I suspect that there is a traffic spike, or maybe just more people coming to
the site regularly. Its a growing pain.

------
hasenj
PG mentioned somewhere that when he was doing Viaweb, he was storing functions
on the server side in a hash table, so that most urls work by invoking these
functions. This was his way of remembering state between url visits.

It seems that functions expire from this hashtable after a while.

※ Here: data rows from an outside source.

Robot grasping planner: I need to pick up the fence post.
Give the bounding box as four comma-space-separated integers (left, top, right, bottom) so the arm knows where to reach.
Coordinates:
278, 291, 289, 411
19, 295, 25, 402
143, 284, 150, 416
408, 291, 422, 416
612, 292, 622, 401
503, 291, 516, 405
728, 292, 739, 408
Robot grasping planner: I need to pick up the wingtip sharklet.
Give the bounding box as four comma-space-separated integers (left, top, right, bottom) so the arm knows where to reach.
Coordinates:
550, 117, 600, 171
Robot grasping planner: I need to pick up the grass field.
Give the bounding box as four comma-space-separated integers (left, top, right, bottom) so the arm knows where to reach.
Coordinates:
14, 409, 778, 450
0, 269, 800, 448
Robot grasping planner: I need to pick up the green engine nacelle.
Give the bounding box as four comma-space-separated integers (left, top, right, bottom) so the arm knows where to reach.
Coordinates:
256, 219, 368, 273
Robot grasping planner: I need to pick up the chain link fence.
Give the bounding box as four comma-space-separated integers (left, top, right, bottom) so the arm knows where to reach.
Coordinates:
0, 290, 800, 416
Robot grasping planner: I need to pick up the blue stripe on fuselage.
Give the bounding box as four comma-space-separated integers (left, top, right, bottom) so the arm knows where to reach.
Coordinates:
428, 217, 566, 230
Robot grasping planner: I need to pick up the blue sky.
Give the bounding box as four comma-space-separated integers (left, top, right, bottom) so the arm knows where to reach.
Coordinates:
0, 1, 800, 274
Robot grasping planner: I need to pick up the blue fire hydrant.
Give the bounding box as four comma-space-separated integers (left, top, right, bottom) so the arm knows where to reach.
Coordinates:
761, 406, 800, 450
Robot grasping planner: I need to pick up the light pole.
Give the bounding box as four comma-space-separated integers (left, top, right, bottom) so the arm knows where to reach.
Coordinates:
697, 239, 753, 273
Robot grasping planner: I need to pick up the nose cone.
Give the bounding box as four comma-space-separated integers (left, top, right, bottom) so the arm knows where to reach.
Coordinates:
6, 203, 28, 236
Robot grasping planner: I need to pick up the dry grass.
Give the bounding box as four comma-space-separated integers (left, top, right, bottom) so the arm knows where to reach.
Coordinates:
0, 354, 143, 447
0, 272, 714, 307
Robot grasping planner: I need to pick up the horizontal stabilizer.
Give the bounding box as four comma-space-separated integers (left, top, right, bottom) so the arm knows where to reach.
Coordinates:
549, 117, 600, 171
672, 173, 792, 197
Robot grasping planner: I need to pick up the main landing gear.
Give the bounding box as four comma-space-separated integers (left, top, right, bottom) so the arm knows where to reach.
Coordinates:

I think that might have seemed like a good idea in 1998, but these days I
think it's just pointless.

[http://people.csail.mit.edu/gregs/ll1-discuss-archive-
html/m...](http://people.csail.mit.edu/gregs/ll1-discuss-archive-
html/msg00681.html)

<http://lib.store.yahoo.net/lib/paulgraham/bbnexcerpts.txt>

    
    
      > One of the problems with using Web pages as a UI is the inherent
      > statelessness of Web sessions.  We got around this by using lexical
      > closures to simulate subroutine-like behavior.  If you understand
      > about continuations, one way to explain what we did would be to
      > say that we wrote our software in continuation-passing style.

------
martin1b
Yeah, get that a lot. This error appears whenever a new link is added.
Navigation on the current is invalidated. Annoying bug.

------
MattBearman
I have a theory on this:

The url of the 'more' link is some kind of hash of the next page of links at
the time of page load, this is because HN Moves pretty quick, so using the
live data you're likely to miss links between page 1 and 2. (Which is what
happens on 4chan)

Obviously these links have to expire fairly quick as they're pretty unique,
and storing them for much time would use a huge amount of memory. With this in
mind, the life span of these links is probably directly related to the current
load of HN.

Amirite?

------
daimyoyo
It means the order of the links in the page you were selecting has changed.
When I get that, I start at the front page again. There's new links there for
you to see.

------
plasma
Yeah this is a tad annoying; started reading HN on my iPhone and sometimes I
leave it to keep reading 'more' later and my session expires.

------
socialmediaking
This always happens to me, I thought the page was designed to make you always
refresh or something lol.

------
phlux
It is the most annoying feature possible.